Society Finding its Feet in Southern Africa

by Angela DiLanzo (United States of America)

The last thing I expected South Africa


There were unsupervised toddlers sucking on sugar straws and running barefoot through the unpaved neighborhood, amongst seemingly wild chickens and steers. The tin-roofed houses were all rusting, and the concrete floor of the medicine woman’s home was far from comfortable. And in the community center, the leaking roof and its considerable damage attracted the attention of other Westerners as they discussed setting up a Go-Fund-Me for the repairs, but my eyes kept drifting to a 1987 Encyclopedia Britannica, as I wondered what outdated information could possibly be of use to our Zulu hosts. The tribal village situated in the appropriately named Valley of a Thousand Hills, just outside South Africa’s coastal city, Durban, appeared as much a work in progress as its residents, striving to bridge long-held traditions while embracing as much of the modern world as they could access. Days later, I traveled from Durban to Lesotho, a small country high in the Drakensburg Mountains. By happenstance, my guide, Ndu, was from the same Zulu village I had just visited. He passed candies into tiny, begging hands, while asking these children why they weren’t in school. Blanket-wrapped shepherds posed for a photo, only asking a few coins in exchange. The coastal sun was gone; the dense fog and persistent drizzle reflected the change in mood. A local woman led me into a standalone, circular room, the floor a continuation of the earth. “Is this the kitchen room?” I asked, referencing architectural observations I made in the Valley of a Thousand Hills. “This is my house,” she replied. “But the building next door…?” “…is my neighbor’s house,” then explained how families assisted each other in gathering rocks and mortaring them together. And, Ndu whispered, without the government assistance provided in South Africa. This woman gave me local bread to sample, while Ndu gave her groceries and the hand-me-down clothing his neighbors had donated.
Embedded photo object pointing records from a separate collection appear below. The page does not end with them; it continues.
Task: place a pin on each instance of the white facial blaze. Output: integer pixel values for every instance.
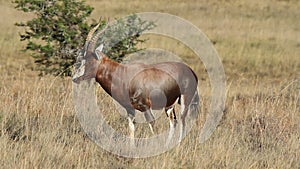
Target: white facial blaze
(80, 71)
(98, 51)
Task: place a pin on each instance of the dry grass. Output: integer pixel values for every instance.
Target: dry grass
(259, 44)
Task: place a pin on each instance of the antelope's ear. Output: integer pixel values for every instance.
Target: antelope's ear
(98, 51)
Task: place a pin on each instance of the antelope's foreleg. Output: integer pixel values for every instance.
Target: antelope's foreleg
(173, 121)
(183, 113)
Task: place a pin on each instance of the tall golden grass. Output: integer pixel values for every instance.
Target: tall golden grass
(259, 45)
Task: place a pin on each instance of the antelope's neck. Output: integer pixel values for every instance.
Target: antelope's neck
(107, 70)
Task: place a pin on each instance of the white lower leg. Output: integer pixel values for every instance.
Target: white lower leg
(131, 128)
(182, 125)
(171, 132)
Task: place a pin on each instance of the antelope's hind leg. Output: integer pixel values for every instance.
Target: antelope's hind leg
(130, 117)
(173, 122)
(150, 119)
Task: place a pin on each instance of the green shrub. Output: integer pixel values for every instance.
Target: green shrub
(58, 32)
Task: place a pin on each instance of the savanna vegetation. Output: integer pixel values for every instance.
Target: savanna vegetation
(259, 45)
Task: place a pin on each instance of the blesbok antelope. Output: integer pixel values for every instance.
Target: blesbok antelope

I was humbled. It was obvious: despite the old books and leaky roofs, the Zulu were not pitiful. They are thriving. They have homes and food and clothing and plenty to gift their brothers across the border. They have lived through the breakdown of racial barriers, the development of professional opportunities for their people, and the breakthrough of civil rights in post-Apartheid South Africa. There is a confidence that tomorrow will be better than today. And, this gives me hope for all disenfranchised people, everywhere, even at home.